It looks to be a lot cooler up your way Mike....I saw yesterday your highs were in the low seventies....maybe that will help your cool season grasses when you get some moisture. I am looking forward to some cooler temps myself....but we will probably have to wait awhile.

Another day in the nineties here. 

Regards, Mike


----------



## Vol (Jul 5, 2009)

Tim/South said:


> Some here have turned their cattle in the fenced hay fields. Figured they were feeding that hay in the stem rather than what they have baled. Not much hay there anyway.


Yep, kind of like politics.....if this drought was somewhere else that's all we would here about in the media.

Regards, Mike


----------



## haybaler101 (Nov 30, 2008)

Well, set a record here today, for the latest we have ever used our swimming pool. Never ever before in September and it is the 25th.
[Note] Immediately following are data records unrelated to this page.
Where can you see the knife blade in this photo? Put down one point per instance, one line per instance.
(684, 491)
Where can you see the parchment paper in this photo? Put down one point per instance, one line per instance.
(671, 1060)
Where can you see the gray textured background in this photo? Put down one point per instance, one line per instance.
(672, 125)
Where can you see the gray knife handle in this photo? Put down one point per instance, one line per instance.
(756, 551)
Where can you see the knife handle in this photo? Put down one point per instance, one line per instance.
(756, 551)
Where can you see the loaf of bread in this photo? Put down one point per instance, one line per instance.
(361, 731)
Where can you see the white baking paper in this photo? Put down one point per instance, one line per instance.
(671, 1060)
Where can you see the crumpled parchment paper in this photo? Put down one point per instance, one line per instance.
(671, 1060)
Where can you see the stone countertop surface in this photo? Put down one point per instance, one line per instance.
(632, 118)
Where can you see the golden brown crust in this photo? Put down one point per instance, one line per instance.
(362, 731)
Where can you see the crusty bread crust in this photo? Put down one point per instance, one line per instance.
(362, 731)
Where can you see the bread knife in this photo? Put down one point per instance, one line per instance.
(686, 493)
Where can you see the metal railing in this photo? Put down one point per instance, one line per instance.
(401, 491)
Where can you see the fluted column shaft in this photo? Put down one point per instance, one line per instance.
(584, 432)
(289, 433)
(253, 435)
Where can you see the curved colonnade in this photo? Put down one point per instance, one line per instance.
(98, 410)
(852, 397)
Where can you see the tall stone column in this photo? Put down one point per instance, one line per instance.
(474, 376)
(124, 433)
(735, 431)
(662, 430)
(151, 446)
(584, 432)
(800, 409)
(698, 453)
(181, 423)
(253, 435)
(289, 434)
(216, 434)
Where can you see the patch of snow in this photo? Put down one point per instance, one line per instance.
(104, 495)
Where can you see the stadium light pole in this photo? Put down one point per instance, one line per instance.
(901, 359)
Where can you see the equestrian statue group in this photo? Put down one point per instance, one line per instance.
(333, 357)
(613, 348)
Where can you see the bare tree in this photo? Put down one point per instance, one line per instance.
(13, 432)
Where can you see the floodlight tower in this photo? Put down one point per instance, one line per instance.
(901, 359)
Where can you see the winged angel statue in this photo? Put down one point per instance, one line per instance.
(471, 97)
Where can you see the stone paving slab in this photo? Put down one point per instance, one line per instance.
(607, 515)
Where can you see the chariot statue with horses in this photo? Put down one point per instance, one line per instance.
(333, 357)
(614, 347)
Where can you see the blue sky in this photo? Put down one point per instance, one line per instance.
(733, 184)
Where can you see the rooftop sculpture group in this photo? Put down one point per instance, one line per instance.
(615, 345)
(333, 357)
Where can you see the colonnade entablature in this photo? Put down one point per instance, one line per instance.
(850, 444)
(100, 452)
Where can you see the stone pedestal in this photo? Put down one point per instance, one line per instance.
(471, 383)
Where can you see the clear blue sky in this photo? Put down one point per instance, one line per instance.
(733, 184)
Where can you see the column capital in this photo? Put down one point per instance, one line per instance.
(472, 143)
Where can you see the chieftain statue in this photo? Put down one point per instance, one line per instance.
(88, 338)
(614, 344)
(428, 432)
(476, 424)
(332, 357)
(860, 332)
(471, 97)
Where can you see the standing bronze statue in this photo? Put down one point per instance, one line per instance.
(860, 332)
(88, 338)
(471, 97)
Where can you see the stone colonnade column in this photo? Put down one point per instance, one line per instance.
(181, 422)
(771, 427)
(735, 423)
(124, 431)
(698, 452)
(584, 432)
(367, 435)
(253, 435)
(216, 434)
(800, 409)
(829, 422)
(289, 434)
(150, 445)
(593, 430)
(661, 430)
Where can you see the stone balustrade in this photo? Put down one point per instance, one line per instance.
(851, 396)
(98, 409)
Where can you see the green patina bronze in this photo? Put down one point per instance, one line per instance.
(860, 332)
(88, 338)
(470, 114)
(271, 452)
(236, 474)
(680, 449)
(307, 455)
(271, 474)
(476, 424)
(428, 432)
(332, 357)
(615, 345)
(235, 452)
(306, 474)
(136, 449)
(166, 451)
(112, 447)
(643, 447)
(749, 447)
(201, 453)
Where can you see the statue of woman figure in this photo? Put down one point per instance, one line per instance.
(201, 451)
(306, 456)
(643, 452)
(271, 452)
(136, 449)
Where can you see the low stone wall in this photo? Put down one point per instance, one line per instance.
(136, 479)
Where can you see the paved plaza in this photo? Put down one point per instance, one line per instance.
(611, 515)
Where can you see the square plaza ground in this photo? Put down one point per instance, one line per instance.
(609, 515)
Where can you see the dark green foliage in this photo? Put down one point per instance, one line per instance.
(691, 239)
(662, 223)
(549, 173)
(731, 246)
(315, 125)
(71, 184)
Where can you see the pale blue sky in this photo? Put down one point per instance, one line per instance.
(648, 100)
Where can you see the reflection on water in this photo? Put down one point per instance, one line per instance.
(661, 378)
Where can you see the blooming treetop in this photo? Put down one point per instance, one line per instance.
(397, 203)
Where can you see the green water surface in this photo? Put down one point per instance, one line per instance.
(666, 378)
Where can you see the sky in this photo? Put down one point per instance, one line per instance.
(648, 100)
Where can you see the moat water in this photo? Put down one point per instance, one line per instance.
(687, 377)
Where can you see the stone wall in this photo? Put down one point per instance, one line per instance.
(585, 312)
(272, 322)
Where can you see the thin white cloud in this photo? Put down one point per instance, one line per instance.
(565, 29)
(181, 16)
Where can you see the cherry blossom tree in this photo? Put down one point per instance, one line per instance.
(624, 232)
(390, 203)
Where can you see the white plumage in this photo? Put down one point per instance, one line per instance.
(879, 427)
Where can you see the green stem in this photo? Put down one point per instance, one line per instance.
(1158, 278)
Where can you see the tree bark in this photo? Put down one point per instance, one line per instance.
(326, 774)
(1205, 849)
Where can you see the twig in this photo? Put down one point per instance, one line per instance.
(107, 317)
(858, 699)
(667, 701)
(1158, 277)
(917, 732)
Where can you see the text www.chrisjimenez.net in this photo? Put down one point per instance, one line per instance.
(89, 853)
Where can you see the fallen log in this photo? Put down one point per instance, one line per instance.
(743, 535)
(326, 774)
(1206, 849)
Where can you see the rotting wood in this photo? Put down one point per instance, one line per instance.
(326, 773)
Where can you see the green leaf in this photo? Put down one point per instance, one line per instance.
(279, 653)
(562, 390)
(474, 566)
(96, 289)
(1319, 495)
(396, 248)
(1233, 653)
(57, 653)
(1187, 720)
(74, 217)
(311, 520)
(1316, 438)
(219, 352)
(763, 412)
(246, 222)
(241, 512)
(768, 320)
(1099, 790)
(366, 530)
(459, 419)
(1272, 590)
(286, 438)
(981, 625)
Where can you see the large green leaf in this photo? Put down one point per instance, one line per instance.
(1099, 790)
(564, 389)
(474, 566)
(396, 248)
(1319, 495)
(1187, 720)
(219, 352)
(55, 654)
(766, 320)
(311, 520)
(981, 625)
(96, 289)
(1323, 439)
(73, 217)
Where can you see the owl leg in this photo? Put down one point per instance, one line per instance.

No heat, no solar cover and the water is still 80 and the air temp s 90. Felt really good!


----------



## Vol (Jul 5, 2009)

JD3430 said:


> I didn't say southern football wasn't popular. I said it has become a lot more popular in last 20 years. Look at how southern teams have been doing in the rankings.


It has always been very popular here..the stadiums were sold out 40 years ago and the fan following was enormous then.....and in the last 20 years, Southern schools have won more titles because the National Championships have been decided on the field in the last 20 years....not by some liberal voting media picking who they thought was best.

Regards, Mike


----------